Verification of compliance
Before the authorities in a Voluntary Partnership Agreement (VPA) partner country can issue FLEGT licences they must ensure that timber products are legal. This means checking that all the requirements of the VPA legality definition have been met by operators, suppliers or anyone else each legal requirement targets. The authorities must also ascertain that supply chain controls ensure that licensed products only come from legal sources.
A VPA describes how a partner country will deal with cases of non-compliance and enforce corrective or preventive measures.
To be reliable and credible, verification requires unambiguous evidence that timber products and related activities comply with the requirements set out in a VPA legality definition.
Evidence is gathered from physical checks and documentation, and information and/or data systematically collected and verified at different steps along the supply chain.
Procedures for documenting and archiving evidence allow the licensing authority in a VPA partner country to assess the legality of a shipment before issuing a FLEGT licence.
Organisations verifying legality may be government agencies, market participants, third-party organisations or a combination of these groups.

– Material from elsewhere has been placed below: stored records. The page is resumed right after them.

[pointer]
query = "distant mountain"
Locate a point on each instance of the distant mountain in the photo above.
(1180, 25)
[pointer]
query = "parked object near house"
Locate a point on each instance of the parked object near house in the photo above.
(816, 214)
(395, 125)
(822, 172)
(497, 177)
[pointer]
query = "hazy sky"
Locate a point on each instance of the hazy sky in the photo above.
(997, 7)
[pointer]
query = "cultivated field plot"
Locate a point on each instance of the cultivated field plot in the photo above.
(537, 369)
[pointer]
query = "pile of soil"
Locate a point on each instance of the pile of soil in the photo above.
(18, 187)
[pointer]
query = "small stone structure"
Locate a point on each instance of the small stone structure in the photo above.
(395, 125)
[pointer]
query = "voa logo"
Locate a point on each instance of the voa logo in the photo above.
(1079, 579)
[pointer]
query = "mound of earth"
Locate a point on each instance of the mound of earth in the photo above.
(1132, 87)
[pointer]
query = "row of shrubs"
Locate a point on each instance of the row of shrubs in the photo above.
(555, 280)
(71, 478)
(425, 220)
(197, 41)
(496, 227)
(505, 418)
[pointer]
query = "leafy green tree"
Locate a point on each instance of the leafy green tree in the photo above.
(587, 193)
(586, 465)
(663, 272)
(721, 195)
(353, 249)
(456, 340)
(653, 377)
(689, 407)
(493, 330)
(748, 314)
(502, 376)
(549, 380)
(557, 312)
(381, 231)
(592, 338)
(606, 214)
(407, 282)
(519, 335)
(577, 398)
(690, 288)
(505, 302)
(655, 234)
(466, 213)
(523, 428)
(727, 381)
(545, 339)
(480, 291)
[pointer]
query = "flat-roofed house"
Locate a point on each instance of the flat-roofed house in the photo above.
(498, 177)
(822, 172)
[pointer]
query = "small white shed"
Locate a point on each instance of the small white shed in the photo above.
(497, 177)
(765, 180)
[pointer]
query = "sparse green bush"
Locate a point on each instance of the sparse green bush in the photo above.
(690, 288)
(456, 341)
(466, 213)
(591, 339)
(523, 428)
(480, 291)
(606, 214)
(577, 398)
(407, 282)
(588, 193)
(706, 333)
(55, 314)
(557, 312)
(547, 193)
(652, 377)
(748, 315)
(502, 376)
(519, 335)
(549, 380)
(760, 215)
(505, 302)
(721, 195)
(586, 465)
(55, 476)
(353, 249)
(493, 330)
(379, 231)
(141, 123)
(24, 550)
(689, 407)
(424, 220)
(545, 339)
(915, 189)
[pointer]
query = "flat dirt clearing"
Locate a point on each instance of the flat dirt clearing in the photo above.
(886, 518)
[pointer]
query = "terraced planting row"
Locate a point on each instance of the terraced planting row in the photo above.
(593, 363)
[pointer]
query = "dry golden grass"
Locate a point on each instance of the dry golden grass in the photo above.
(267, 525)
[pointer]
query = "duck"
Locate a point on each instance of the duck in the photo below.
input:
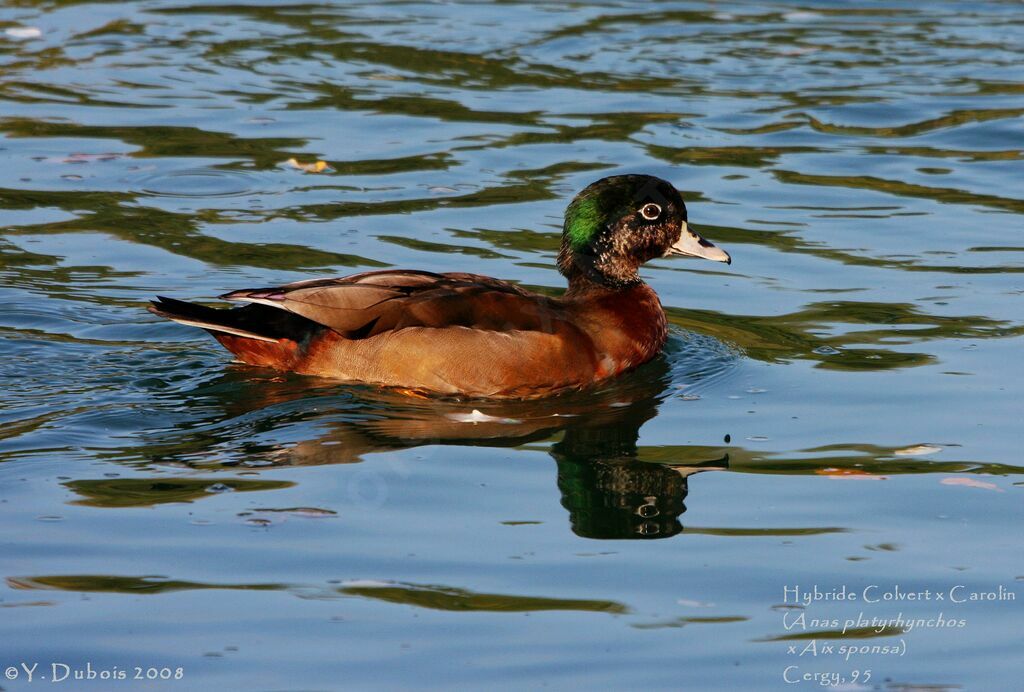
(464, 335)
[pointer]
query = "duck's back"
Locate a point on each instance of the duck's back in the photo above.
(454, 334)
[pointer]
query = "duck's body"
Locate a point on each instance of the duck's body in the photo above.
(461, 334)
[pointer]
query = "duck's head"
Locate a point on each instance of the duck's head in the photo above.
(617, 223)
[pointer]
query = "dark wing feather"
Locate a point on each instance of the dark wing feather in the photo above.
(372, 303)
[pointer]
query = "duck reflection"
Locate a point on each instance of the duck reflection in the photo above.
(608, 487)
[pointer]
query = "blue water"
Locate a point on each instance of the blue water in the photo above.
(839, 409)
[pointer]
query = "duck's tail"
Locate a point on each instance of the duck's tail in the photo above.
(255, 334)
(233, 321)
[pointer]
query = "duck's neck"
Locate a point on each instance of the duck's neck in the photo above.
(586, 284)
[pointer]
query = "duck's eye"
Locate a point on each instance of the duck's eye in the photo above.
(650, 212)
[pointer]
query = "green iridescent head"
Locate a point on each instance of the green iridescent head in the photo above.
(620, 222)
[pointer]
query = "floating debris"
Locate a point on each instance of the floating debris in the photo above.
(23, 32)
(971, 482)
(315, 167)
(849, 474)
(478, 417)
(918, 450)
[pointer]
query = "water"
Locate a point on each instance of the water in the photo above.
(839, 409)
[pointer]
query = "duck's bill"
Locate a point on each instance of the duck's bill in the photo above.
(691, 245)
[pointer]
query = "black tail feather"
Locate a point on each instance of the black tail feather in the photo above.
(255, 321)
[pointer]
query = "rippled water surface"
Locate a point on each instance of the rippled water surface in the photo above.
(840, 408)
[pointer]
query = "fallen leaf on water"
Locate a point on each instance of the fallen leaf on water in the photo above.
(315, 167)
(849, 474)
(970, 482)
(918, 450)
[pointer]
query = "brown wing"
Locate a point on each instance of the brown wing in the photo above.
(369, 304)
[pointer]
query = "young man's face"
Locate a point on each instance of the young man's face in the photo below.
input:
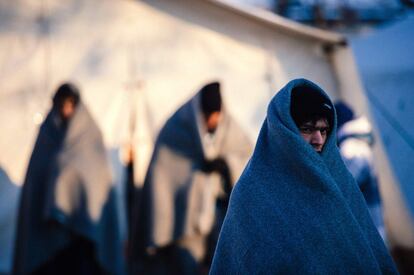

Roles and responsibilities for all groups involved in verification should be clearly defined and documented. Once a FLEGT licensing scheme goes live, an independent auditor will regularly check and report on implementation, which includes the effectiveness and potential shortcomings of verification.
In the African countries that have signed VPAs to date, government agencies are responsible for verification. Some have engaged service providers to help with this task.
In Indonesia, the Ministry of Forestry appointed independent private companies, called Conformity Assessment Bodies (CABs), to verify private sector and governmental compliance with the legality definition. CABs are accredited by Indonesia's National Accreditation Body and operate under ISO/IEC 17065 rules. Overall oversight of the licensing function of the timber legality assurance system remains the responsibility of the government.